Autor Altmann zeigt aber, daß er sich eingelesen hat, und erwähnt die „frühneuzeitliche Theorie des ‚papa haereticus‘ des Theologen und Kardinals Robert Bellarmin“. Nur war diese „Theorie“ weder „frühneuzeitlich“ noch die des „Theologen und Kardinals Robert Bellarmin“, sondern die Beschäftigung mit der Frage des „papa haereticus“ stammt bereits aus dem Mittelalter, und der heilige Kirchenlehrer (das hat uns Altmann unterschlagen; warum wohl?) Robert Bellarmin hat lediglich aufgeschrieben, was er als „die Ansicht aller alten Väter“ sowie „der gelehrtesten Neueren“ zu diesem Thema gefunden hat (Robert Bellarmin, Disputationen über die Streitpunkte des christlichen Glaubens, Bd. III, Kulmbach 2014, S. 212). Von „einer richtigen Bewegung“ möchte der Autor nicht sprechen, vielmehr handle es sich „meist um kleineste [sic!] Splittergruppen und Einzelpersonen“, die auch „von einer inhaltlich homogenen Gruppierung“ „weit entfernt“ seien, was „schon bei der Beurteilung“ dessen anfange, „wer denn der letzte legitime Papst gewesen sei“. „Für die meisten ist es Pius XII. (1958-1963): Mit seinem Tod habe die Sedisvakanz begonnen; sein Nachfolger, Konzilspapst Johannes XXIII. (1958-1963), habe sein Papstamt verwirkt.“ Da hat sich ein kleiner Fehler in den Jahreszahlen eingeschlichen. Oder waren Pius XII. und „Johannes XXIII.“ bereits die erste „päpstliche Doppelspitze“, die in trauter Gemeinsamkeit von 1958-1963 die Geschicke der Kirche leitete? Nein, Pius XII. regierte natürlich nicht von 1958, dem Jahr seines Todes, und fünf Jahre über seinen Tod hinaus, sondern von 1939-1958.

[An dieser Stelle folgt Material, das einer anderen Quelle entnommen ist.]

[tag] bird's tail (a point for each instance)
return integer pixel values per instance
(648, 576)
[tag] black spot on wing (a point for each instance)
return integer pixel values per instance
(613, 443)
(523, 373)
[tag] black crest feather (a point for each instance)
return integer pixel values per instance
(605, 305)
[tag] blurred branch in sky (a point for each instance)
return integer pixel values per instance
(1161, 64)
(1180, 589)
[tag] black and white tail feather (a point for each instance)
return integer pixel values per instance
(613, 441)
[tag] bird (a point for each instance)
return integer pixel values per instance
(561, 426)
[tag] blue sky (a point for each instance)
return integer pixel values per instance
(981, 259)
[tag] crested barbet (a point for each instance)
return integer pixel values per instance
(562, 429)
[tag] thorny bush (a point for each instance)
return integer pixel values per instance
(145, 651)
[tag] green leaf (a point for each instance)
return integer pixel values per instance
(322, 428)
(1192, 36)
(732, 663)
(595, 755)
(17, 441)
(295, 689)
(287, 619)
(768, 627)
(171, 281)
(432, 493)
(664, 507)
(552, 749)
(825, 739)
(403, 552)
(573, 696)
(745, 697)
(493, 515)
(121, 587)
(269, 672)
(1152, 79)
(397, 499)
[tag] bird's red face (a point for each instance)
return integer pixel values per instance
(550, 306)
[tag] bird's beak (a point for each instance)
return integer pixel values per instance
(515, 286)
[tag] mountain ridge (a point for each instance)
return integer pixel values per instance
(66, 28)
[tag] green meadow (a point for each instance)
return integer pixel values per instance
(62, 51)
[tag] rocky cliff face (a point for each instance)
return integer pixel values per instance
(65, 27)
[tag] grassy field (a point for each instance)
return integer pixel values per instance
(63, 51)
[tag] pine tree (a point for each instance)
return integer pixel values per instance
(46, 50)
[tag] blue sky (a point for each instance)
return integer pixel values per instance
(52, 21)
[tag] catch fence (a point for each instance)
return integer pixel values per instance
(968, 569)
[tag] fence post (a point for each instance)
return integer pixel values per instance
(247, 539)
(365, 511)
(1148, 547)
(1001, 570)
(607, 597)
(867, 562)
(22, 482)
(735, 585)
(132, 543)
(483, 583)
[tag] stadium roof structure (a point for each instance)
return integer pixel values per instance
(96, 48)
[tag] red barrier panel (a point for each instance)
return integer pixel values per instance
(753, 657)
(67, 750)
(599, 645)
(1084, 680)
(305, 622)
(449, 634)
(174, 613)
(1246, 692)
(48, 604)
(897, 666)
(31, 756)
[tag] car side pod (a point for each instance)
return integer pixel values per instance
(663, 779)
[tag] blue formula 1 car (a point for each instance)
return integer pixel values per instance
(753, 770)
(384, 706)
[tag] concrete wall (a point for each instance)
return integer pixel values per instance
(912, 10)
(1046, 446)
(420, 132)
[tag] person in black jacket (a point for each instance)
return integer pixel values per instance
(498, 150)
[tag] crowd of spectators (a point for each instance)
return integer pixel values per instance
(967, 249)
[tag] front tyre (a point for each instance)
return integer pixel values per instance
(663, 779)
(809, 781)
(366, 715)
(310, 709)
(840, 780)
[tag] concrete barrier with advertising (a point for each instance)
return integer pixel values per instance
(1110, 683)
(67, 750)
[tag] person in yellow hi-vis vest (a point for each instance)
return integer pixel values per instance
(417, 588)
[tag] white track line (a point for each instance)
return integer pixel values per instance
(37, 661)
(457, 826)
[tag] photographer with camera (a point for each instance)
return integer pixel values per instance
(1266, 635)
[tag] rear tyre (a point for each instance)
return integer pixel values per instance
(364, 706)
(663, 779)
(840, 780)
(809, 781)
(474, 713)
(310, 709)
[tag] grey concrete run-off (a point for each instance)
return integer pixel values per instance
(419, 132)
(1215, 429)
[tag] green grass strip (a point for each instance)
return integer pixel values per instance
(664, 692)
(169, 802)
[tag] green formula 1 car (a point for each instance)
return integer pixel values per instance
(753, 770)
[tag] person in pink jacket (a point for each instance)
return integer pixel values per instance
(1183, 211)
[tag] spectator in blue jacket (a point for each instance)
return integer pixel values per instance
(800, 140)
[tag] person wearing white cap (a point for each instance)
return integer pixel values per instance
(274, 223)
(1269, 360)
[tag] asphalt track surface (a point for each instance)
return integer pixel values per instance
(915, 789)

Weiter: „Manche nennen das Jahr 1965 als Beginn der Sedisvakanz, da das Konzil damals die Erklärung ‚Dignitatis humanae‘ über die Religionsfreiheit verabschiedete.“ Es gibt noch andere Theorien, wie wir gleich hinzufügen wollen. Darauf kommt es aber nicht an. „Sedisvakantismus“ ist ohnehin ein sehr verengender, fragwürdiger Sammelbegriff, ein plakatives Etikett, das die Sache überhaupt nicht trifft, weshalb man auch keine „inhaltlich homogene Gruppierung“ ausmachen kann, die ihm zuzuordnen wäre. In Wahrheit handelt es sich bei den so Abgestempelten für gewöhnlich um schlichte Katholiken, die dem Papst als Stellvertreter Christi die Treue halten und deshalb derzeit „wie verlorene Schafe“ als „Kirche in der Zerstreuung“ ihr Dasein fristen müssen, nachdem das „II. Vatikanum“ sie ihrer Hirten beraubt und eine falsche Afterkirche etabliert hat, um die wahre Kirche zu verdrängen.
Leere und besetzte Stühle
Richtig stellt Altmann fest: „Die vermutlich bekannteste traditionalistische Vereinigung, die Piusbruderschaft, ist hingegen nicht sedisvakantistisch. Sie lehnt zwar zentrale Lehren des Zweiten Vatikanischen Konzils ab – für sie sind die Päpste seither allerdings rechtmäßige Päpste.“ So ist es. Die „Piusbruderschaft“ gehört nicht zur „Kirche in der Zerstreuung“. Sie ist eine schismatische Gruppierung, die „noch nicht in voller Gemeinschaft“ mit der „Konziliaren Kirche“ steht. Als Schismatiker kann man dieser „Kirche“ nämlich sehr wohl angehören, wenngleich nicht „in voller Gemeinschaft“. Nur als Katholik gehört man nicht dazu.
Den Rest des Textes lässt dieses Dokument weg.